Other than the obvious budget deficit environments in many provinces, Morgan and his colleagues mention that much of the aversion toward a pharmacare program is based on the notion that it would require large tax increases for Canadians. However, their research suggests otherwise. Indeed, a more equitable system may be achieved through better pricing of drugs, cost-consciousness, and the efficiencies of a single-payer system, with very modest fiscal impact. Indeed, pharmacare can decrease expenditures and improve health outcomes, which can also generate savings for all of the provincial and territorial health care systems. But despite this financially motivated argument, political will may be the roadblock that Canadians face on the path to a national pharmacare program.
That said, this is not the case for every government in Canada. Specifically, Quebec provides its citizens with the Public Prescription Drug Insurance Plan if they aren’t eligible for a private plan, usually through employers. This pharmacare program has succeeded in reducing inequities. However, some experts have questioned the fiscal sustainability of such a program. According to Marie-Pascale Pomey and her co-authors, drug expenditures rose 286 per cent between 1997 and 2005, which can be explained by the increase in drugs covered in the formulary as well as the average length of prescriptions. As well, Quebec residents still faced high out-of-pocket expenses due to various deductibles, co-insurance and premium schemes.

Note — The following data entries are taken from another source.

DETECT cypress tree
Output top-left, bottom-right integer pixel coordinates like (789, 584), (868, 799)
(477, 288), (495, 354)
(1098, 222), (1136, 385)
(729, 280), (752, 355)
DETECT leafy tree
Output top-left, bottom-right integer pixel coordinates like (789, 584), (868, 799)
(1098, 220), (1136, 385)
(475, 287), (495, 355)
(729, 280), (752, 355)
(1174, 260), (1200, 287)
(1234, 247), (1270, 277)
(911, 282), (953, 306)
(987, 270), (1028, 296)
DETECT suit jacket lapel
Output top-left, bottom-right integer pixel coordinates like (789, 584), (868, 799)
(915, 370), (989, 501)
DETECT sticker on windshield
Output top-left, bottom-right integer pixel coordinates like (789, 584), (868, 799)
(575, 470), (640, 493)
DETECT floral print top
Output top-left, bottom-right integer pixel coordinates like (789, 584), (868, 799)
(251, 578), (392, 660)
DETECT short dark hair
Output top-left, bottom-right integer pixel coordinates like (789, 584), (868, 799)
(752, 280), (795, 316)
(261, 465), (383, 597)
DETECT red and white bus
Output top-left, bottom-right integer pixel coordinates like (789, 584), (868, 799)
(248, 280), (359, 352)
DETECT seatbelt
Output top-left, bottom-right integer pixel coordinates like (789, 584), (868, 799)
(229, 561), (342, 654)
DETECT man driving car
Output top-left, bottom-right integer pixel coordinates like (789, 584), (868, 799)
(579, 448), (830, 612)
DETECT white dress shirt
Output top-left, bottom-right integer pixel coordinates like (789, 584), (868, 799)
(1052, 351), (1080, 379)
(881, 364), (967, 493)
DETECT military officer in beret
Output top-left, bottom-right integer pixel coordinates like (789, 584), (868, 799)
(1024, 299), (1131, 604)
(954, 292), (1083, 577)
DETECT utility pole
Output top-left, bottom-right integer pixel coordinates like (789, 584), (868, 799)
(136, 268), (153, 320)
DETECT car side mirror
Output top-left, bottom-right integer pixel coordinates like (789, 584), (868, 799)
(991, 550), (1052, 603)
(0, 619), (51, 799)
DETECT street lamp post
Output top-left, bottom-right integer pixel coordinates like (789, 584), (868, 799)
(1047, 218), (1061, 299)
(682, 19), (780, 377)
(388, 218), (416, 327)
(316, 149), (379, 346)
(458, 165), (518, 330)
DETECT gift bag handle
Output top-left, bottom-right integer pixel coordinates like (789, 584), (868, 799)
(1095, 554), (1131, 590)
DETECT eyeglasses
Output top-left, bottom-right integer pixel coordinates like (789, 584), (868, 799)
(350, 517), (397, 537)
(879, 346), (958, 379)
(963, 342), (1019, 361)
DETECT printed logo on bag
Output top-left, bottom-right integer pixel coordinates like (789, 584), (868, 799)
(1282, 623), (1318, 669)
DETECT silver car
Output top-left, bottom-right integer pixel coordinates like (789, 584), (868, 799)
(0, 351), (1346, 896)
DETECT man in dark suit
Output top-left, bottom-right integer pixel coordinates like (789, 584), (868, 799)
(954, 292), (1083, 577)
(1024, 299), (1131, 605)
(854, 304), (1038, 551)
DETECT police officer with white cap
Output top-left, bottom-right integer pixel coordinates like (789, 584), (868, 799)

Prescriptions that are left unfilled for financial reasons (known as “cost-related non-adherence”) are prevalent in Canada, according to several empirical studies. For instance, Michael Law and his colleagues found that cost-related non-adherence to drug treatment was four times as common among Canadians who lacked drug insurance. Indeed, as many as one-third of low-income respondents without drug coverage reported nonadherence.
A 2013 C.D Howe Institute report by Steven Morgan, Jamie Daw and Michael Law also presents the issue of adherence and its relationship to coverage and cost. In Figure 2, using the Commonwealth Fund 2010 International Health Policy Survey, they show that the United States has the highest rate of cost-related non-adherence, with the United Kingdom as a comparison at a considerably lower rate. Using the 2007 Canada Community Health Survey, the authors single out Quebec as the province within Canada with the lowest rate and also as the only province with universal drug coverage. In this same comparison, the authors highlight the high rate of cost-related nonadherence in Australia, which has a universal drug coverage system with a high co-payment. Their rate is notably higher than other countries that have lower co-payments, such as the UK and Netherlands. As a result, the cost burden on patients reduces their adherence to drug therapy that would otherwise improve their health outcomes as well as reduce costs elsewhere in the health care system.
The cost burden to accessing needed pharmaceutical treatments continues to remain prohibitively high for a large number of Canadians. It’s time that we seriously consider leaving behind our label as the only country with a universal health care system that excludes drug coverage. The Advisory Council should therefore be bold in exploring the current patchwork environment, examining international programs, and, most of all, aiming to remove the financial barriers that prevent Canadians from living their healthiest life. And whether Morneau decides to call it a plan or a strategy, he should plan to do something that is transformative for Canadians in more than name only.